Bloy è stato il primo scrittore moderno a essere menzionato da papa Francesco, il giorno dopo la sua elezione. Nell’omelia della Messa pontificale, egli ha detto: «Quando non si confessa Gesù Cristo, mi sovviene la frase di Léon Bloy: “Chi non prega il Signore, prega il diavolo”. Quando non si confessa Gesù Cristo, si confessa la mondanità del diavolo, la mondanità del demonio».
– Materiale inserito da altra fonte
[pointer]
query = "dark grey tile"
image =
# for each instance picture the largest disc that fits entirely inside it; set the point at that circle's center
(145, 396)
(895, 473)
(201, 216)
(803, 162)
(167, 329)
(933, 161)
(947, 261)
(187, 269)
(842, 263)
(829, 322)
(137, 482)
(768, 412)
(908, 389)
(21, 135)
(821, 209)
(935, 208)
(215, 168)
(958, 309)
Ricordare alcune sue opere – La donna povera, Il disperato, Il sangue del povero, Pellegrino dell’assoluto e, soprattutto, Dagli ebrei la salvezza – suscita una profonda inquietudine, ma lascia emergere la sua ricerca spasmodica di essere testimone del Vangelo. Quest’ultima opera è un grido di protesta a favore degli ebrei, contro coloro che avevano dimenticato, o non volevano capire, il mistero della salvezza: «Il sangue di Cristo crocifisso e dell’eucaristia è sangue ebraico». Nel libro, l’autore riserva sia agli ebrei, sia ai cattolici – gli uni e gli altri popoli privilegiati –, un insieme di ingiurie legittime. Con una differenza: mentre delle invettive contro gli ebrei tutti si sono accorti e scandalizzati, di quelle contro i cattolici sembra non essersi accorto nessuno.
Quello che si suole rimproverare a Bloy è il suo vero titolo di gloria: il fatto di non essersi riconciliato mai con i ricchi, di non aver parlato d’altro che dell’orrore della sua generazione (era «la Belle époque», per lui l’età infame), di non aver mai rinunziato a gridare in favore dei poveri.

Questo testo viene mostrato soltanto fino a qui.